Dr. Lønnberg is from the University of Copenhagen in Denmark.

To conduct the study, researchers looked at data from 33,588 twins who were between the ages 20 and 71. About 4.2 percent of the twins had psoriasis and 1.4 percent had diabetes. The average BMI for the group was 24.5 and 6.3 percent of the twins were obese.

Researchers found that 7.6 percent of the participants with diabetes also had psoriasis whereas only 4.1 percent of the participants without diabetes had psoriasis. Participants with psoriasis had a higher average BMI (25) than those without psoriasis (24.4).

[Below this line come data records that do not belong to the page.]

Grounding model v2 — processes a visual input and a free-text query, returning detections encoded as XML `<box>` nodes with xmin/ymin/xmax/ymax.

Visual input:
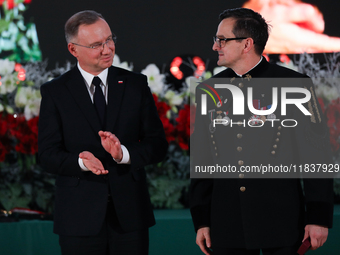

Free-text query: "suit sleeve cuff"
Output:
<box><xmin>113</xmin><ymin>145</ymin><xmax>131</xmax><ymax>164</ymax></box>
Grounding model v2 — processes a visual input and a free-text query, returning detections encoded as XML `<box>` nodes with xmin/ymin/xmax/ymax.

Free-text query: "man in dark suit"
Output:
<box><xmin>190</xmin><ymin>8</ymin><xmax>333</xmax><ymax>255</ymax></box>
<box><xmin>39</xmin><ymin>11</ymin><xmax>167</xmax><ymax>255</ymax></box>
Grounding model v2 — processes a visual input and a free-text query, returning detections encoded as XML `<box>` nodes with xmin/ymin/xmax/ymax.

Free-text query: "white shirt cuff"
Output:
<box><xmin>113</xmin><ymin>144</ymin><xmax>131</xmax><ymax>164</ymax></box>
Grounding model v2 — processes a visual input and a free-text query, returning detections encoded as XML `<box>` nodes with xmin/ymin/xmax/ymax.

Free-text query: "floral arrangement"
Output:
<box><xmin>0</xmin><ymin>0</ymin><xmax>41</xmax><ymax>62</ymax></box>
<box><xmin>0</xmin><ymin>59</ymin><xmax>70</xmax><ymax>212</ymax></box>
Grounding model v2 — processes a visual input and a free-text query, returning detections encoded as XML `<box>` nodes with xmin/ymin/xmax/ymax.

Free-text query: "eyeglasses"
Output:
<box><xmin>213</xmin><ymin>36</ymin><xmax>248</xmax><ymax>48</ymax></box>
<box><xmin>71</xmin><ymin>36</ymin><xmax>117</xmax><ymax>51</ymax></box>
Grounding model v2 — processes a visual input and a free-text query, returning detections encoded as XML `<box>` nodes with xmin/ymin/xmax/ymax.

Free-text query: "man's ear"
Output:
<box><xmin>67</xmin><ymin>43</ymin><xmax>78</xmax><ymax>57</ymax></box>
<box><xmin>244</xmin><ymin>37</ymin><xmax>254</xmax><ymax>53</ymax></box>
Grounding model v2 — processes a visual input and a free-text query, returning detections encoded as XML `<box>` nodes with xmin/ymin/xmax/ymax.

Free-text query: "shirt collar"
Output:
<box><xmin>77</xmin><ymin>62</ymin><xmax>109</xmax><ymax>86</ymax></box>
<box><xmin>234</xmin><ymin>56</ymin><xmax>263</xmax><ymax>77</ymax></box>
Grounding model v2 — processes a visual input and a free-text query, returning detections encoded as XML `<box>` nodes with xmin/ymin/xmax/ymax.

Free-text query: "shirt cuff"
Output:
<box><xmin>113</xmin><ymin>144</ymin><xmax>131</xmax><ymax>164</ymax></box>
<box><xmin>78</xmin><ymin>158</ymin><xmax>90</xmax><ymax>171</ymax></box>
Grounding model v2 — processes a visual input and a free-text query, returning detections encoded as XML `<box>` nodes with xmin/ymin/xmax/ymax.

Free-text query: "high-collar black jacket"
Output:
<box><xmin>190</xmin><ymin>59</ymin><xmax>335</xmax><ymax>249</ymax></box>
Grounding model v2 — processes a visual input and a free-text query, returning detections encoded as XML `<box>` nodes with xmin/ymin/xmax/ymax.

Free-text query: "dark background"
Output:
<box><xmin>25</xmin><ymin>0</ymin><xmax>340</xmax><ymax>71</ymax></box>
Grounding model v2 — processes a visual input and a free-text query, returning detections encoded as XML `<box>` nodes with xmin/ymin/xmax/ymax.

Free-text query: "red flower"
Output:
<box><xmin>0</xmin><ymin>141</ymin><xmax>8</xmax><ymax>162</ymax></box>
<box><xmin>152</xmin><ymin>94</ymin><xmax>170</xmax><ymax>117</ymax></box>
<box><xmin>7</xmin><ymin>0</ymin><xmax>15</xmax><ymax>10</ymax></box>
<box><xmin>176</xmin><ymin>105</ymin><xmax>195</xmax><ymax>150</ymax></box>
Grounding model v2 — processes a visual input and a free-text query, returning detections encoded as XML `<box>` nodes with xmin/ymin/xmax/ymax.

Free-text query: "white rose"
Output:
<box><xmin>0</xmin><ymin>59</ymin><xmax>15</xmax><ymax>76</ymax></box>
<box><xmin>0</xmin><ymin>75</ymin><xmax>18</xmax><ymax>95</ymax></box>
<box><xmin>112</xmin><ymin>54</ymin><xmax>133</xmax><ymax>71</ymax></box>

The study also found that out of 720 twin pairs where one twin had psoriasis and the other didn’t, the twins with psoriasis averaged a higher BMI and were more likely to be obese, which suggests a genetic cause. The prevalence of diabetes was the same in twins with and without psoriasis.

Although the authors suggested that the connection between psoriasis and obesity is genetic, they said they can’t infer causation. Psoriasis could cause some people to live a more sedentary lifestyle, which could contribute to obesity and diabetes.

The full study was published online in JAMA Dermatology.

The authors reported no financial disclosures or conflicts of interest.